Our ambivalence about what we want results in policy vacillation. We turn a blind eye to undocumented immigrants when we need their labor, but then crack down on them when the economy cools down. We welcome refugees that fought with or aided us in foreign wars, but lower the refugee quotas drastically when there is no obligation other than humanitarian compassion.
Our differences derive to some degree from partisanship, but more fundamentally, the problem is the tension between the four basic goals of U.S. immigration policy: family considerations, economic value, diversity, and humanitarianism. Immigrants that are brought in under family, diversity or humanitarian programs are not necessarily the particular skill mix we need for our economy. Without the limits we place on legal permanent residents who are admitted for employment reasons, we would have disproportionate numbers of Indian and Chinese tech workers, undermining the diversity goal. And reunifying separated families places compassion ahead of the efficiency gains of a totally merit-based employment orientation. In short, immigration policy is all about the tradeoffs between competing values.
The President himself is not conflicted about what he wants. He would like to get rid of the diversity lottery and lower both family-based admissions and refugee admissions in favor of what he has termed “fair, equitable, merit-based” immigration. This is the classic employer’s vision of good immigration policy. It also happens to be consistent with one version of the Republican Party’s future political interests.
After losing the 2012 Presidential Election, the Republican Party’s postmortem warned that unless the party adopted a broader outreach to nonwhites, the party could find itself in a deep demographic hole. That prescription would have challenged Republican Party orthodoxy much more fundamentally than the path Trump ultimately followed: Stay the course of being a predominantly white, Christian party and shape demographic reality to fit that party profile. Step one: Slow the immigration from Africa and Latin America. Step two: Restrict ballot access with new voting rules in the name of preventing in-person voter fraud.
However, the specter that haunts Republican political operatives is the prospect of the national party following the path that the California Republican Party took two decades ago. Governor Pete Wilson, facing a tough re-election campaign in the middle of a recession, endorsed Proposition 187, a ballot measure that would have denied emergency services and schooling to undocumented immigrants.
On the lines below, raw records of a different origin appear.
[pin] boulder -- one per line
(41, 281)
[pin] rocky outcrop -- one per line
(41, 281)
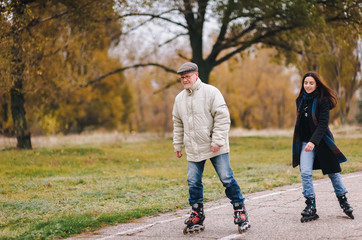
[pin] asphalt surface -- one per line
(273, 214)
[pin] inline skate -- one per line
(347, 209)
(195, 222)
(310, 212)
(241, 217)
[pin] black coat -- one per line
(324, 158)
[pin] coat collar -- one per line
(194, 87)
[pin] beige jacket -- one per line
(201, 119)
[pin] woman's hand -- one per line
(309, 147)
(178, 154)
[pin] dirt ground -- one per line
(117, 137)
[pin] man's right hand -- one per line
(178, 154)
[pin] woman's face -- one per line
(309, 84)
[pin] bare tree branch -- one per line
(172, 39)
(98, 79)
(170, 84)
(155, 16)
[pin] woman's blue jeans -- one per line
(222, 167)
(306, 170)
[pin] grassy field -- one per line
(50, 193)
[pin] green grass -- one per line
(51, 193)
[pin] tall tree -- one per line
(238, 24)
(38, 34)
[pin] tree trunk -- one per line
(18, 114)
(17, 74)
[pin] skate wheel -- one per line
(185, 231)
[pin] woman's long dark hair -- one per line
(324, 90)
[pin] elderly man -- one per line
(201, 124)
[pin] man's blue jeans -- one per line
(306, 170)
(222, 167)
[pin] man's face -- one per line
(188, 79)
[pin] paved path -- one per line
(273, 214)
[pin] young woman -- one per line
(313, 143)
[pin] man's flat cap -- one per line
(187, 67)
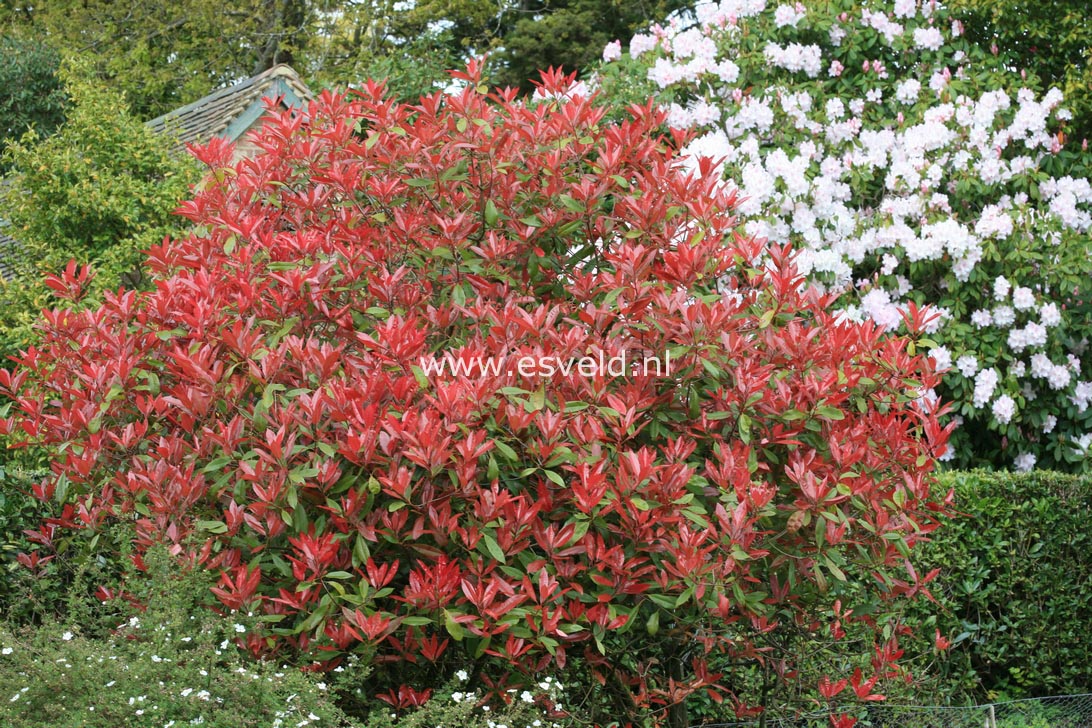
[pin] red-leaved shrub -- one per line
(270, 408)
The campaign featured particularly harsh TV ads that offended many in the Latino community, driving them further into the Democratic camp at a time when it looked as though the Latino community’s record of upward economic mobility and social conservatism might create inroads for the Republicans. Ceding the Latino vote to the Democrats along with the mass migration of college educated workers into California’s high-tech and green economy industries put the Republicans in a very deep political hole, leading to complete Democratic dominance in the legislature and statewide offices.
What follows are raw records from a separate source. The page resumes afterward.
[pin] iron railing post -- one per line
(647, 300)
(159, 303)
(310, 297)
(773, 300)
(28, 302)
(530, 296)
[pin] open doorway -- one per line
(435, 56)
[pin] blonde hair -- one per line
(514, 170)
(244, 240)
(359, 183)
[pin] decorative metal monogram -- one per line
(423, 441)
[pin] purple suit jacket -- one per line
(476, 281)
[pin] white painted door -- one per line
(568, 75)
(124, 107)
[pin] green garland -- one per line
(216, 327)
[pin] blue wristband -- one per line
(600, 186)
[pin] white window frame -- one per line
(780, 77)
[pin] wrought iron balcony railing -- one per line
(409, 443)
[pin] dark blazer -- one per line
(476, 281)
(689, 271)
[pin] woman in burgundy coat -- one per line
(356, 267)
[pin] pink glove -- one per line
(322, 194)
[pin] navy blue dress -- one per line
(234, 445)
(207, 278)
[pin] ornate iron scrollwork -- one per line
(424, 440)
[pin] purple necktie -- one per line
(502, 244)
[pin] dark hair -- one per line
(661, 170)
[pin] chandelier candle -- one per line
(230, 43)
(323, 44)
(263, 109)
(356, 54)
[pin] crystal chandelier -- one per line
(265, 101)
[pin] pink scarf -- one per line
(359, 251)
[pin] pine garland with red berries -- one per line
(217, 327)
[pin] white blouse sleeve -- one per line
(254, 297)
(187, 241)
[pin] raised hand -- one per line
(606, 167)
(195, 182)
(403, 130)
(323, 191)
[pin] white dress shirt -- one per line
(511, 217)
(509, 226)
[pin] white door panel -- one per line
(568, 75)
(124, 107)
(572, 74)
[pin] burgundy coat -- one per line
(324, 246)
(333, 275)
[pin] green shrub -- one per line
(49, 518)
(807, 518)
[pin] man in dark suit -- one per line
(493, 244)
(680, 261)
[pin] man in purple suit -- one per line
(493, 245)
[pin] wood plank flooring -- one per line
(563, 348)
But politics is all about the short term prevailing over the long term. President Trump needs to keep his base happy to have any chance of getting re-elected or even to avoid impeachment. America’s hodgepodge of immigration goals has a lot of inertial force behind it. Priorities of the current administration (e.g. reducing the refugee ceiling from 50,000 to 30,000 in 2019) will eventually be undone when party control shifts once again in the future. Perhaps there is no absolutely “right” solution to the balance of our competing immigration goals. Maybe vacillating between them is the best we can do. If so, we have the perfect political system for that “policy.”